現在,RASのk‐ωモデルを用いて,低レイノルズ数領域の外部流れを解析しております.
しかしソースコードでは,k‐ωモデルは高レイノルズ数領域に用いるように書いてあるのですが,
低レイノルズ数領域では使えないのでしょうか?
実際にレイノルズ数を4000として,kおよびωの初期値を様々な値を用いて解析したのですが,
発散してしまいます.
もし,k‐ωモデルを低レイノルズ数領域に対応させることができるなら,
その方法についても知りたいです.
御教授宜しくお願いします.
経験的には、
「高レイノルズ数領域用のモデルだから、低レイノルズ数領域で発散する」
ではなく、
「計算精度が怪しいと思って解釈せよ」
だと思います。
k‐ω以外のモデル、たとえばk-εではちゃんと収束するなどあれば別ですが、
発散するのは、メッシュだとか、境界条件に問題があると考えた方が良いと思います。
1.5-dev には kOmegaSST_LowRe モデルが入っているみたいです。

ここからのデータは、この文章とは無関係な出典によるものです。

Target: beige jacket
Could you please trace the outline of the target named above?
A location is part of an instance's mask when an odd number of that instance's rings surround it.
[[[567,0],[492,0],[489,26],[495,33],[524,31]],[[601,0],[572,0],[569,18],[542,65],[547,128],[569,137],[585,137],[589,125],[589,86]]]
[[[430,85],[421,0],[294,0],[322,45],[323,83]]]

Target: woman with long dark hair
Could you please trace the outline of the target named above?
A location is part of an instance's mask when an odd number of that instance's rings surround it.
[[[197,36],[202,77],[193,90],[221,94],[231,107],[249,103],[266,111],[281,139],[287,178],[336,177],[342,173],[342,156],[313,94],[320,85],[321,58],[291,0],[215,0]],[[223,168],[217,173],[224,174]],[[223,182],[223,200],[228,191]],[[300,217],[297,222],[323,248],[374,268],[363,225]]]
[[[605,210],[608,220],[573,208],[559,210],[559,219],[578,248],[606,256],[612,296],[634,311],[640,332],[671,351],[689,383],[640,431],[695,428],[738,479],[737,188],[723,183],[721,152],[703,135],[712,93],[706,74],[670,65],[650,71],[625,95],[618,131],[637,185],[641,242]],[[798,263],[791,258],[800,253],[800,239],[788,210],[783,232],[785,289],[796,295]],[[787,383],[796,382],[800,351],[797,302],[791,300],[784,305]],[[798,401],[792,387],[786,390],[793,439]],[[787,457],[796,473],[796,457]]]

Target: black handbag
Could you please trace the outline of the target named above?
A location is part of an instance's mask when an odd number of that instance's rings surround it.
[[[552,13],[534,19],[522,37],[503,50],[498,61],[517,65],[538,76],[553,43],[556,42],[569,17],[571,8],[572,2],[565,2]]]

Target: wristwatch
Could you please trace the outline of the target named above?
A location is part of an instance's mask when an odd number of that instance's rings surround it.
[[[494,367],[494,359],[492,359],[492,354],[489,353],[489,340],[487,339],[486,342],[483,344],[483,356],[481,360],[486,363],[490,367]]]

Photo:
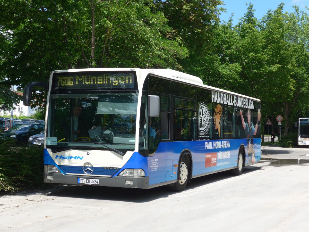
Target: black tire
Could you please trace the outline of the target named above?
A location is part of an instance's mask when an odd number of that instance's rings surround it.
[[[183,157],[179,161],[178,165],[178,178],[177,181],[174,183],[171,189],[176,192],[180,192],[184,190],[187,186],[189,179],[189,168],[187,159]]]
[[[242,149],[238,152],[238,159],[237,160],[237,167],[236,168],[231,170],[231,173],[235,176],[239,176],[241,174],[243,170],[244,162],[243,162],[243,153]]]
[[[22,146],[26,146],[28,144],[28,140],[27,137],[24,136],[20,139],[20,145]]]

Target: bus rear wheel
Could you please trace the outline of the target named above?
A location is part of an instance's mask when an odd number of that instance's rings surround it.
[[[238,152],[238,159],[237,162],[237,167],[231,170],[231,173],[235,176],[239,176],[241,174],[243,170],[243,153],[242,150]]]
[[[183,157],[178,165],[178,178],[177,181],[171,187],[171,190],[176,192],[180,192],[186,188],[188,177],[188,161]]]

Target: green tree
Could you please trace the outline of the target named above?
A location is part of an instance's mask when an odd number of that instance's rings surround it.
[[[0,2],[7,48],[0,77],[7,79],[6,89],[48,81],[53,70],[147,64],[177,69],[188,54],[163,14],[150,10],[150,0]],[[34,97],[46,98],[42,93]]]

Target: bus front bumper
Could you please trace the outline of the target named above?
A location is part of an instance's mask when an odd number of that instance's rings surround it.
[[[143,177],[126,176],[102,177],[99,176],[65,175],[63,173],[44,172],[43,173],[43,178],[44,182],[45,183],[87,185],[89,184],[78,183],[78,178],[88,178],[98,180],[98,184],[90,184],[90,185],[92,185],[146,189],[149,188],[149,177],[148,176]]]

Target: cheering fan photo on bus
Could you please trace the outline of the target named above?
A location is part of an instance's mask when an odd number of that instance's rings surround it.
[[[247,122],[245,122],[243,115],[243,112],[241,110],[239,111],[239,114],[241,116],[241,122],[243,129],[246,132],[246,136],[248,141],[248,156],[252,156],[252,162],[255,161],[255,157],[254,148],[253,146],[253,135],[255,135],[257,132],[259,127],[259,122],[261,120],[261,112],[259,109],[257,112],[257,120],[255,127],[253,127],[253,123],[251,122],[251,112],[250,109],[248,109],[247,111]]]

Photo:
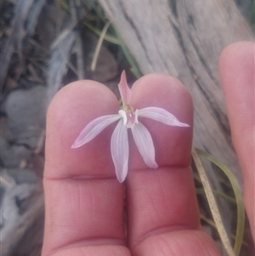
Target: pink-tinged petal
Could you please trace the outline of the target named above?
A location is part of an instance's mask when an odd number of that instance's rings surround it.
[[[123,182],[128,169],[128,128],[120,120],[110,139],[110,151],[115,165],[116,175],[119,182]]]
[[[155,161],[155,148],[147,128],[139,122],[134,124],[131,131],[134,142],[146,165],[151,168],[156,168],[158,165]]]
[[[129,105],[132,98],[132,93],[131,93],[131,89],[128,85],[125,71],[123,71],[122,73],[121,82],[118,87],[122,96],[123,106]]]
[[[150,118],[170,126],[190,127],[189,124],[179,122],[170,112],[156,106],[139,110],[139,117]]]
[[[94,119],[83,128],[78,138],[71,145],[71,148],[77,148],[89,142],[100,134],[107,126],[119,120],[121,117],[122,117],[120,115],[116,114],[103,116]]]

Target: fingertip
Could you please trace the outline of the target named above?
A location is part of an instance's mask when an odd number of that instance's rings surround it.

http://www.cfd-online.com/Forums/openfoam/69590-yplus-query.html
そこで、1.5-devを以下のスレッド
http://groups.google.com/group/openfoam/browse_thread/thread/de5d8233fcaaa44f?hl=ja
を参考にビルドしても良いですが、お使いのバージョンが1.5や1.5.xなら、
乱流モデルのソースツリーにkOmegaSST_LowRe をコピーして、Make/files を修正したのち、
乱流モデルのライブラリをコンパイルし直しても使えると思います。
incompressibleの乱流モデルだとすると、具体的には以下のようにします。
% src
% cd turbulenceModels/RAS/incompressible
% cp -r ~/OpenFOAM/OpenFOAM-1.5-dev/turbulenceModels/RAS/incompressible/kOmegaSST_LowRe
.
% vi Make/fies <- kOmegaSST_LowRe/kOmegaSST_LowRe.C の行を加える。
% wmake libso
1.6系のkOmegaでLowRe版を使いたいのであれば、1.5-devでのkOmegaSST_LowReとkOmegaSST
のソースの差を調べて、kOmegaのLowRe版を自分で作る必要があると思います。